Question:
Hello, I'm using the HtmlToText to convert HTML to plain text. The component is treating angle brackets used as mathematical symbols as HTML though. For example: "before less than < after less than" becomes "before less than". The value of the SuppressLinks property didn't have an effect.
I did turn on verbose logging, but it didn't give me anything I could use. ToText: DllDate: Aug 15 2013 ChilkatVersion: 9.4.1.42 Username: IUSR Architecture: Little Endian; 32-bit Language: .NET 2.0 VerboseLogging: 1 decodeHtmlEntities: 1 HtmlCodePage: 65001 charset3: utf-8 toXmlTime: Elapsed time: 0 millisec xmlToText: recursiveToText: (leaveContext) (leaveContext) toTextTime: Elapsed time: 16 millisec Success. (leaveContext)

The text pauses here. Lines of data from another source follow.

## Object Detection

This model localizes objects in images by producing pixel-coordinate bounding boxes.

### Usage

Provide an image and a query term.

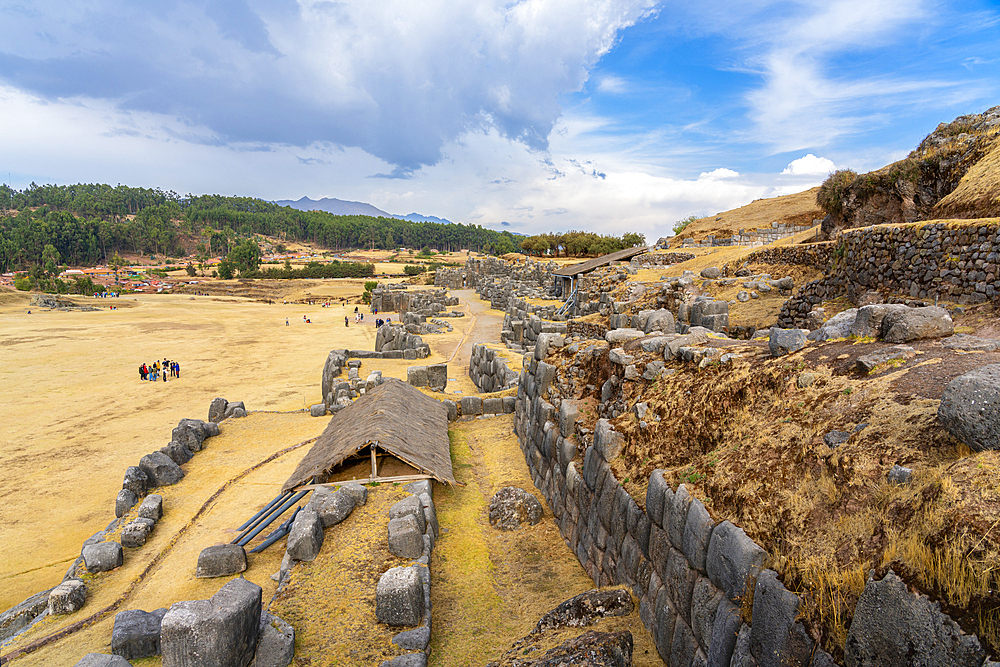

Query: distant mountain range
[274,197,451,224]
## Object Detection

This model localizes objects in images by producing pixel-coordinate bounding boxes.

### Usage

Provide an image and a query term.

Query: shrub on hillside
[816,169,858,218]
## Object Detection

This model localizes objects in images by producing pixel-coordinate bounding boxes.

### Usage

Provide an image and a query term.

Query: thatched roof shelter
[281,378,455,491]
[552,246,649,278]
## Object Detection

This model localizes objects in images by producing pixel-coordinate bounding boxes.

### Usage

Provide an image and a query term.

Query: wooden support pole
[294,475,434,491]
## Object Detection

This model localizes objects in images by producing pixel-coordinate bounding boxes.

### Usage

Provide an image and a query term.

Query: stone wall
[778,220,1000,328]
[500,298,567,350]
[722,242,835,276]
[375,322,430,358]
[371,285,458,317]
[465,257,558,310]
[434,269,479,289]
[514,338,995,667]
[469,343,518,393]
[681,220,822,248]
[630,252,695,268]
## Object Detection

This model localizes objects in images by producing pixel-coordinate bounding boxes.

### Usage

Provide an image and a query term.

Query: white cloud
[781,153,837,176]
[698,167,740,181]
[597,76,628,95]
[0,0,654,174]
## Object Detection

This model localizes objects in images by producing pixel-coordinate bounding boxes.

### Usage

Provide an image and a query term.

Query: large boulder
[194,544,247,579]
[115,489,139,519]
[427,364,448,391]
[139,493,163,522]
[122,466,149,498]
[139,452,184,487]
[701,266,722,280]
[49,579,87,614]
[389,495,427,533]
[851,303,907,338]
[644,308,676,334]
[750,570,813,667]
[532,588,635,634]
[308,486,357,528]
[489,486,542,530]
[882,306,955,343]
[288,507,323,561]
[160,579,262,667]
[459,396,483,417]
[111,608,167,660]
[226,401,247,419]
[208,398,229,424]
[171,419,208,452]
[406,366,427,387]
[250,611,295,667]
[844,571,986,667]
[0,588,52,642]
[388,514,424,558]
[705,521,766,603]
[807,308,858,341]
[938,364,1000,452]
[83,542,125,574]
[604,328,646,345]
[160,440,194,465]
[375,566,424,627]
[121,518,156,549]
[500,630,632,667]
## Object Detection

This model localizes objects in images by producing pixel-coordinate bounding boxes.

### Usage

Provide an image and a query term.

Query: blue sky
[0,0,1000,239]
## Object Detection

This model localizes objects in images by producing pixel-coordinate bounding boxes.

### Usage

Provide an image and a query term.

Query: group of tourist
[139,359,181,382]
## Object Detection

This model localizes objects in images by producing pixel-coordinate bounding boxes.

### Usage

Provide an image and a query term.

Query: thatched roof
[552,247,649,277]
[282,378,455,491]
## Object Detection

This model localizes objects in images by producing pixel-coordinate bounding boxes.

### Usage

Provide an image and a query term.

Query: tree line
[0,183,520,272]
[520,231,646,257]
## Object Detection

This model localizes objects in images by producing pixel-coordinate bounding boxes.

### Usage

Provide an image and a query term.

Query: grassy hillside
[670,188,826,247]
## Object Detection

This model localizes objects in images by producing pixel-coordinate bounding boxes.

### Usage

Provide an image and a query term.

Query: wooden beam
[294,475,434,491]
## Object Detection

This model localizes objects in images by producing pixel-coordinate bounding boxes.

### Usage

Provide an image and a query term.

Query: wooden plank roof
[281,378,455,491]
[552,247,649,278]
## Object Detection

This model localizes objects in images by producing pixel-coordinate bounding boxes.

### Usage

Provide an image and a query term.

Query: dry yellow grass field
[670,188,826,248]
[0,288,488,609]
[0,281,658,667]
[5,414,318,666]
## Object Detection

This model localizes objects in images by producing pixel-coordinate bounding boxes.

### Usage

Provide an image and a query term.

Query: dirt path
[441,289,504,371]
[3,413,325,667]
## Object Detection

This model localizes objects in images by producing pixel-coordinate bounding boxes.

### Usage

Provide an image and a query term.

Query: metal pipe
[236,491,291,531]
[250,505,302,554]
[230,491,295,544]
[236,491,309,546]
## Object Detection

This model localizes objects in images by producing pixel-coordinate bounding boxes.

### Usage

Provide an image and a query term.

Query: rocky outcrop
[160,579,262,667]
[938,364,1000,452]
[844,571,986,667]
[818,107,1000,238]
[489,486,542,530]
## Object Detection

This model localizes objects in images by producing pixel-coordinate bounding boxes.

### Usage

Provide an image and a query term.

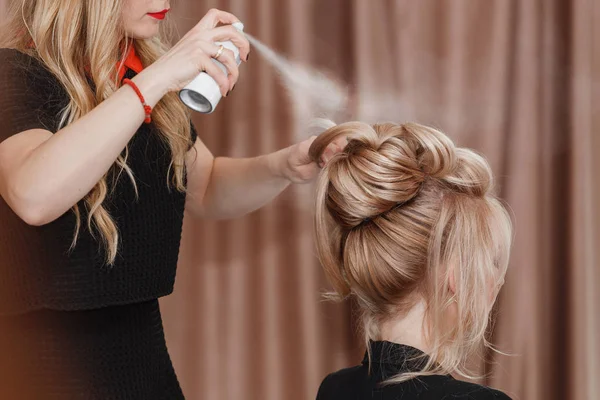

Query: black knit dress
[0,49,196,400]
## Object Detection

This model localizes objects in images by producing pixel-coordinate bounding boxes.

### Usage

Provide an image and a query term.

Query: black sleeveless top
[0,49,196,315]
[317,341,510,400]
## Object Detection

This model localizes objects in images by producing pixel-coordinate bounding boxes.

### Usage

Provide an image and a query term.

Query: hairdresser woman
[0,0,338,400]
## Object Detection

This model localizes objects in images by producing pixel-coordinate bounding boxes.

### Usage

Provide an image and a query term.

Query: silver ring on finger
[213,45,225,60]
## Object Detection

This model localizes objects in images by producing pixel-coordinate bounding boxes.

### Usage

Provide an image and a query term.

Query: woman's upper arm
[0,49,58,222]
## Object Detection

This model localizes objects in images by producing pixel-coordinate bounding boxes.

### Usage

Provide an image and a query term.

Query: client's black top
[317,342,510,400]
[0,49,196,399]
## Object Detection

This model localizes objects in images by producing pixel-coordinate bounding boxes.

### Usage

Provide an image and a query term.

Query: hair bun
[310,122,439,228]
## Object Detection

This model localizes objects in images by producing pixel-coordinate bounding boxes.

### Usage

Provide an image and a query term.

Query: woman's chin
[127,23,159,40]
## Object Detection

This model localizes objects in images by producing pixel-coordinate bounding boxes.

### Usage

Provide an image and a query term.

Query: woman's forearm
[8,73,165,225]
[199,149,290,219]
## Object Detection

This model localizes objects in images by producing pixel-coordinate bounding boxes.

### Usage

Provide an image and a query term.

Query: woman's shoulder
[0,47,40,66]
[317,366,511,400]
[432,376,511,400]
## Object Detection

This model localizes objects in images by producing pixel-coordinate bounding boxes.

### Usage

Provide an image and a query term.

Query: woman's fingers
[201,42,240,92]
[199,53,231,96]
[209,25,250,61]
[196,8,240,29]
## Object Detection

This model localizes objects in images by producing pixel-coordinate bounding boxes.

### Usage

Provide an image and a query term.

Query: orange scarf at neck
[117,45,144,82]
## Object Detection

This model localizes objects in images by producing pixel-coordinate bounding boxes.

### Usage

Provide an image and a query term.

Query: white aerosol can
[179,22,244,114]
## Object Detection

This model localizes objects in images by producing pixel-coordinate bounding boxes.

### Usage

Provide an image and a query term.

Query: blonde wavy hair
[0,0,191,264]
[309,122,512,383]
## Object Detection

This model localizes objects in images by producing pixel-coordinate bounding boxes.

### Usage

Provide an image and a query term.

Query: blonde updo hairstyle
[310,122,512,382]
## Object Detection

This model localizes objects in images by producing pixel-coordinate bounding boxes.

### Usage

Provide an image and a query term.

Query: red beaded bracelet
[123,78,152,124]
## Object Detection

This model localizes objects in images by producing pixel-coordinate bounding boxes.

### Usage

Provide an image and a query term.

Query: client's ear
[448,264,456,295]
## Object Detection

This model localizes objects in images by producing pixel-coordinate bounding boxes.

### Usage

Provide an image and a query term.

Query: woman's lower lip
[148,13,167,20]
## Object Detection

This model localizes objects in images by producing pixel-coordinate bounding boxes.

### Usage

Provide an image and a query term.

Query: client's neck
[380,300,428,353]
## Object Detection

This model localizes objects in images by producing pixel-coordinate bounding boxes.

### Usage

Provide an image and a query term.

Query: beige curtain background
[0,0,600,400]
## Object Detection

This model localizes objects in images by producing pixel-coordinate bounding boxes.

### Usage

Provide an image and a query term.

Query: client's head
[310,122,512,380]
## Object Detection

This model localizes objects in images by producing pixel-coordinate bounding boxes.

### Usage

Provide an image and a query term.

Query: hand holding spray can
[179,22,244,114]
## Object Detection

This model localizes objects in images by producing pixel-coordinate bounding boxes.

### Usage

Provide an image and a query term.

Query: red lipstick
[148,9,169,20]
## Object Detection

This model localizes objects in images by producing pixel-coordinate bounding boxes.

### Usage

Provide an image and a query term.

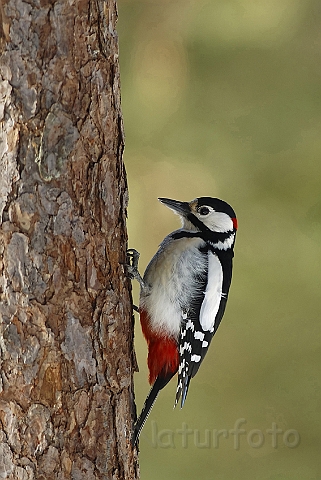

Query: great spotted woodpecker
[128,197,237,445]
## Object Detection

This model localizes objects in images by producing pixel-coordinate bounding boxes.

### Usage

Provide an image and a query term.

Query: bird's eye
[198,207,210,215]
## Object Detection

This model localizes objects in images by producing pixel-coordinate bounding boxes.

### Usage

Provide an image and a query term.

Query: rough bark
[0,0,138,480]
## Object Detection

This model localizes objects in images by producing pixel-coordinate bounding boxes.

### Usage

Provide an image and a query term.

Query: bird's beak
[158,198,191,217]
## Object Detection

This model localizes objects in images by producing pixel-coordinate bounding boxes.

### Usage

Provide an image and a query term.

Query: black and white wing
[175,250,231,407]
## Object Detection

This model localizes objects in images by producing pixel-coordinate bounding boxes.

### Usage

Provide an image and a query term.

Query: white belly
[140,238,207,338]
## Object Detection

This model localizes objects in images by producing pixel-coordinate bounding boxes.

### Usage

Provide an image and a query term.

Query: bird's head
[158,197,237,233]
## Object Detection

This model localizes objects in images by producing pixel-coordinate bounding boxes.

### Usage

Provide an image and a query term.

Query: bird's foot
[126,248,145,288]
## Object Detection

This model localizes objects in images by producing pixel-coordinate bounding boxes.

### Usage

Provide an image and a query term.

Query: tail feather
[132,374,173,447]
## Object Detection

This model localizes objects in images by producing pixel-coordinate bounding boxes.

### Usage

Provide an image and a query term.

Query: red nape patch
[140,309,179,384]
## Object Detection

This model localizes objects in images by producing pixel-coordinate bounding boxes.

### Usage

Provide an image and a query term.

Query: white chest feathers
[200,252,223,332]
[140,238,223,338]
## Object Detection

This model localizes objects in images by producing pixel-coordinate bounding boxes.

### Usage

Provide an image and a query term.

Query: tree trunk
[0,0,138,480]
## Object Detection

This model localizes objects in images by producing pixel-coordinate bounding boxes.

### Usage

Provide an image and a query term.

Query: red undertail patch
[140,309,179,384]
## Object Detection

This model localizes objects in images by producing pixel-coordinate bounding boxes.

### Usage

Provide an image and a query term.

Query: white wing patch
[200,252,223,331]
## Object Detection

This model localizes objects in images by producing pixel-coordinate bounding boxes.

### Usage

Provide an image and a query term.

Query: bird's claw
[126,248,144,288]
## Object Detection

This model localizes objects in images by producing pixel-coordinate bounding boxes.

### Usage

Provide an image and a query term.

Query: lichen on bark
[0,0,138,480]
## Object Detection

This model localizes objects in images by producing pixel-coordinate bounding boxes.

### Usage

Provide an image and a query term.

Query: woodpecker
[128,197,237,445]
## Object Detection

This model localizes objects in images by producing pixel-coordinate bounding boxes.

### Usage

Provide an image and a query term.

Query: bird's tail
[132,374,173,447]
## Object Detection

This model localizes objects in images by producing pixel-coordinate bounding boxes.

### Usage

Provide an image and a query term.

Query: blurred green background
[118,0,321,480]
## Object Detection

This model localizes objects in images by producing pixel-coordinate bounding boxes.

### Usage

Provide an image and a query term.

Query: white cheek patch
[202,211,234,233]
[200,252,223,331]
[210,233,235,250]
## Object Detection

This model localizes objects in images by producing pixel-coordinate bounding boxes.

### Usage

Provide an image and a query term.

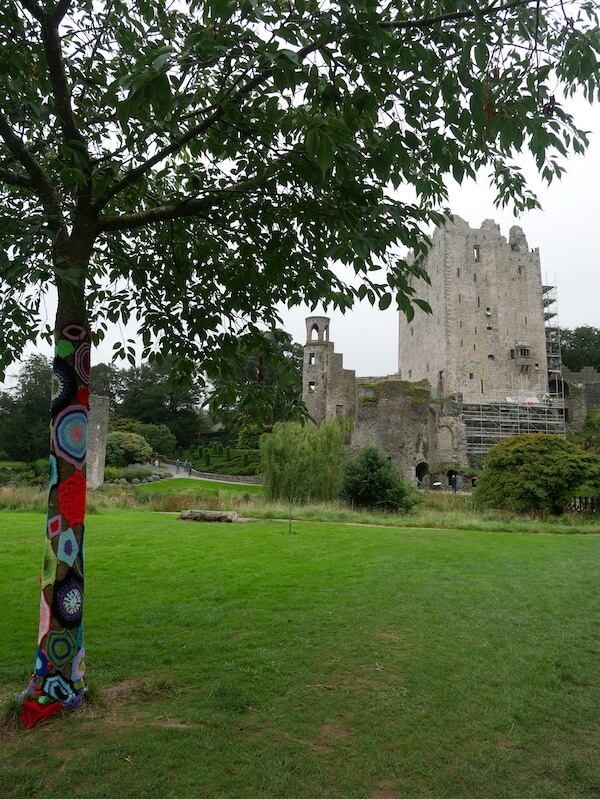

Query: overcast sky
[2,103,600,385]
[284,97,600,376]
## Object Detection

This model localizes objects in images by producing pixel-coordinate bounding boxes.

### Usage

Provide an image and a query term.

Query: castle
[302,217,600,485]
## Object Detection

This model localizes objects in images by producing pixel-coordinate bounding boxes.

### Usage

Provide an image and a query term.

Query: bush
[474,433,600,515]
[342,444,418,513]
[106,432,152,466]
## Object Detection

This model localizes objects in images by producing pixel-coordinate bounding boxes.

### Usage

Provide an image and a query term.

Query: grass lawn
[0,516,600,799]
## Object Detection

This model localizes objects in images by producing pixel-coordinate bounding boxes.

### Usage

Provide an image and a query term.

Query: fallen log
[179,510,238,522]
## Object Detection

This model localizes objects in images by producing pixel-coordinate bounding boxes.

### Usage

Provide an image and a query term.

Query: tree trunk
[18,260,91,727]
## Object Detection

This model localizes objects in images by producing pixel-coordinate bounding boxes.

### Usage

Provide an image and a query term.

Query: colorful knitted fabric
[17,324,91,727]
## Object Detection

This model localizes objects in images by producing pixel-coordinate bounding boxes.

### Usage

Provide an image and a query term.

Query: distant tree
[106,432,152,466]
[118,359,210,448]
[561,325,600,372]
[260,419,344,503]
[90,363,127,416]
[474,433,600,515]
[208,329,304,435]
[568,405,600,454]
[342,444,418,513]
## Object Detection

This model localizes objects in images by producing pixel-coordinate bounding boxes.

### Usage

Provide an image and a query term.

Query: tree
[561,325,600,372]
[208,329,303,436]
[260,419,344,504]
[474,433,600,516]
[0,0,600,720]
[118,358,208,451]
[106,430,152,466]
[342,444,418,513]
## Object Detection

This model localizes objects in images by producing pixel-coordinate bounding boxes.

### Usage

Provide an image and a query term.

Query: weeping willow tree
[0,0,600,721]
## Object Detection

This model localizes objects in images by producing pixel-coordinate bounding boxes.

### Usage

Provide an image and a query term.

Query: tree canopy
[560,325,600,372]
[0,0,600,396]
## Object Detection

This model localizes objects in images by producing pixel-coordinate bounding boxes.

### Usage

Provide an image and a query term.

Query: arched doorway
[415,461,429,488]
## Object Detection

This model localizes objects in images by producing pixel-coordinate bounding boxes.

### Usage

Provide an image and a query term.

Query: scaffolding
[462,285,566,458]
[462,394,565,458]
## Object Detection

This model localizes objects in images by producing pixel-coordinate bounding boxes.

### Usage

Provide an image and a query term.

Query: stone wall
[86,394,110,488]
[562,366,600,433]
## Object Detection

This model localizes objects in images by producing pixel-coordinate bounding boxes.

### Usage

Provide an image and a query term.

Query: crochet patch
[58,469,85,527]
[51,358,77,416]
[46,513,62,538]
[38,591,52,646]
[59,325,89,341]
[46,630,77,674]
[53,405,88,468]
[52,569,83,630]
[73,341,91,385]
[56,527,79,566]
[41,538,57,588]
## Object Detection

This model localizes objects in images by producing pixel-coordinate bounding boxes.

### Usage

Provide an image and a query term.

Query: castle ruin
[303,217,600,485]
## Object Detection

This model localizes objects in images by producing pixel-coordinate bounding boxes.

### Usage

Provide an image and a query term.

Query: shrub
[106,432,152,466]
[342,444,418,513]
[474,433,600,515]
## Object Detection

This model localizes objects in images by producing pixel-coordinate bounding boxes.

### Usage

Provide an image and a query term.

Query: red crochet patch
[77,386,90,408]
[21,699,63,729]
[58,469,85,527]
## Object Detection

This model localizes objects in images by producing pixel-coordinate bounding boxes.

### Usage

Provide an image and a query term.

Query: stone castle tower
[303,217,580,484]
[399,217,549,403]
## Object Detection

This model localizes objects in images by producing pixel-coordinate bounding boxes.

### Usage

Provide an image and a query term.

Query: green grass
[0,512,600,799]
[135,477,263,496]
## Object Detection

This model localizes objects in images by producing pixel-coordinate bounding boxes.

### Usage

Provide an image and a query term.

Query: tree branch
[0,167,35,190]
[0,111,62,226]
[379,0,538,30]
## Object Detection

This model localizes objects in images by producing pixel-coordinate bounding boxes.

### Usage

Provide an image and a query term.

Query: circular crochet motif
[42,674,75,705]
[52,569,83,630]
[54,405,88,467]
[51,357,77,416]
[74,341,91,385]
[58,469,85,527]
[60,325,88,341]
[38,591,52,646]
[46,630,77,669]
[56,527,79,566]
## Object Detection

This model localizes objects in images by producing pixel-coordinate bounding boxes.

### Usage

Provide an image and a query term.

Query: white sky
[6,97,600,386]
[284,103,600,376]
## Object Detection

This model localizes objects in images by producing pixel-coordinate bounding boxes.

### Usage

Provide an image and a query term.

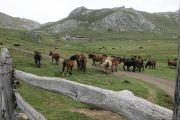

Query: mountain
[39,6,179,33]
[0,12,41,30]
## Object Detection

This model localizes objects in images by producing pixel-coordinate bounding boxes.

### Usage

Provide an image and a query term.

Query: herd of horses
[34,51,177,76]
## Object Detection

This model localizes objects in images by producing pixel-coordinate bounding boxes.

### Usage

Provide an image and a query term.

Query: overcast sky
[0,0,180,24]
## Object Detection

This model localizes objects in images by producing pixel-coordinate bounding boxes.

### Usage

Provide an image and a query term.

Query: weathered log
[173,9,180,120]
[13,44,20,46]
[14,70,173,120]
[15,91,46,120]
[0,48,17,120]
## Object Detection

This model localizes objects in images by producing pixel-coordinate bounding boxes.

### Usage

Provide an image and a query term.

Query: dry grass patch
[69,108,127,120]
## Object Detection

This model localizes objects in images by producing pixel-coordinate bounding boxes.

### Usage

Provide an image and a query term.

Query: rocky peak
[69,6,87,16]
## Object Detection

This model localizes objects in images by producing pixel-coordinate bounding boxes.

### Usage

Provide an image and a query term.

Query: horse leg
[67,67,69,77]
[111,65,114,72]
[63,65,65,76]
[123,65,125,70]
[39,60,41,68]
[51,58,53,64]
[115,66,117,72]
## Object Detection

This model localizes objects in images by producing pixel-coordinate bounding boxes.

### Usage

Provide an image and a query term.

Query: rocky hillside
[40,7,178,33]
[0,12,41,30]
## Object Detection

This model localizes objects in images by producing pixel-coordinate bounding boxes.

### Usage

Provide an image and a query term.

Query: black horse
[123,60,139,72]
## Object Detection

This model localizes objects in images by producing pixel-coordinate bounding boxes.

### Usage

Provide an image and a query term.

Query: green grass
[6,49,173,120]
[0,29,178,120]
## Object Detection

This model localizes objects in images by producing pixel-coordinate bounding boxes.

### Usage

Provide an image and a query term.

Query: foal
[34,51,42,68]
[49,51,60,65]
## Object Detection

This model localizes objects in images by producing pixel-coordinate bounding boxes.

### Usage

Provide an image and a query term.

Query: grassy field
[0,29,178,120]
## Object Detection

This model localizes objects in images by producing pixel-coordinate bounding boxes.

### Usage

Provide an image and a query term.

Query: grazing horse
[137,60,144,72]
[49,51,60,65]
[168,59,177,68]
[80,57,87,73]
[75,54,84,70]
[145,60,156,69]
[174,58,177,61]
[100,54,107,57]
[123,60,139,72]
[99,58,112,74]
[63,55,76,77]
[111,58,120,72]
[34,51,42,68]
[88,54,100,66]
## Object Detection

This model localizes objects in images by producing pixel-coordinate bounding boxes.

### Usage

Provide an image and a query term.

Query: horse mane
[146,61,151,66]
[69,55,77,60]
[89,54,96,58]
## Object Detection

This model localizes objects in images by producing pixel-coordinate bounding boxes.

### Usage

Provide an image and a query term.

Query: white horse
[99,58,112,74]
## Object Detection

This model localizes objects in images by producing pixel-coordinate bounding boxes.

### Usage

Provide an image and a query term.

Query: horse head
[49,51,54,56]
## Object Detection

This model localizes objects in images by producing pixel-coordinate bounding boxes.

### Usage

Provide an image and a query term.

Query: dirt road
[2,46,175,97]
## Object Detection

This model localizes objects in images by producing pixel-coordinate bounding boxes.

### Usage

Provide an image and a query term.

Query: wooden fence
[0,48,173,120]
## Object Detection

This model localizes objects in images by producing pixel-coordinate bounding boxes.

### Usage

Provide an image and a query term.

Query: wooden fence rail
[14,70,173,120]
[0,49,173,120]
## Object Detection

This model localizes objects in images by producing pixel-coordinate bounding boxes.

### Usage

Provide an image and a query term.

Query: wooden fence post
[0,48,17,120]
[0,56,3,120]
[173,9,180,120]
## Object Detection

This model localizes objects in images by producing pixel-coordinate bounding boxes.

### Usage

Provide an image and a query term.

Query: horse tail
[35,52,39,63]
[81,58,84,67]
[168,59,169,66]
[63,60,66,72]
[106,61,109,67]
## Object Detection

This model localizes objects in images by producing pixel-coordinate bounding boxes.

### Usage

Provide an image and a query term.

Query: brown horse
[80,57,87,73]
[63,55,77,77]
[49,51,60,65]
[100,54,107,57]
[168,59,177,68]
[34,51,42,68]
[145,60,156,69]
[88,54,100,66]
[75,54,84,70]
[137,59,144,72]
[111,57,120,72]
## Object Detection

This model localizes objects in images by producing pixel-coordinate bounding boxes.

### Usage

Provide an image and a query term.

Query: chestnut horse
[88,54,100,66]
[99,58,112,74]
[137,59,144,72]
[75,54,84,70]
[63,55,77,77]
[34,51,42,68]
[145,60,156,69]
[49,51,60,65]
[80,57,87,73]
[168,59,177,68]
[111,57,120,72]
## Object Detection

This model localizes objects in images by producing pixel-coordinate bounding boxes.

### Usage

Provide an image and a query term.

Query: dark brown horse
[88,54,100,66]
[80,57,87,73]
[49,51,60,65]
[111,57,120,72]
[168,59,177,68]
[145,60,156,69]
[137,59,144,72]
[34,51,42,68]
[75,54,84,70]
[63,55,77,77]
[100,54,107,57]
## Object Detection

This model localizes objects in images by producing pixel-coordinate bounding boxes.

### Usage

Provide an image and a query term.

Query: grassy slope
[0,29,174,119]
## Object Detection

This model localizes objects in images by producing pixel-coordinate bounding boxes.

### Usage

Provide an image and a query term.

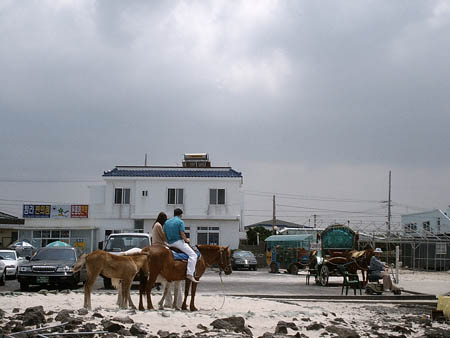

Any suggestions? Is this a known issue?
Thanks for you help.
When parsing HTML, the "<" character is interpreted as the open character of an HTML tag. Therefore, when an unencoded "<" exists, such as in "before less than < after less than" the HTML parser things that the HTML tag is "<afterlessthan...."
As a human we can look at it and obviously know that the "<" character in that case is a mistake. However, programmatically it is not so easy. There is no way to really encounter a "<" and decide to NOT interpret it as the start character for an HTML tag.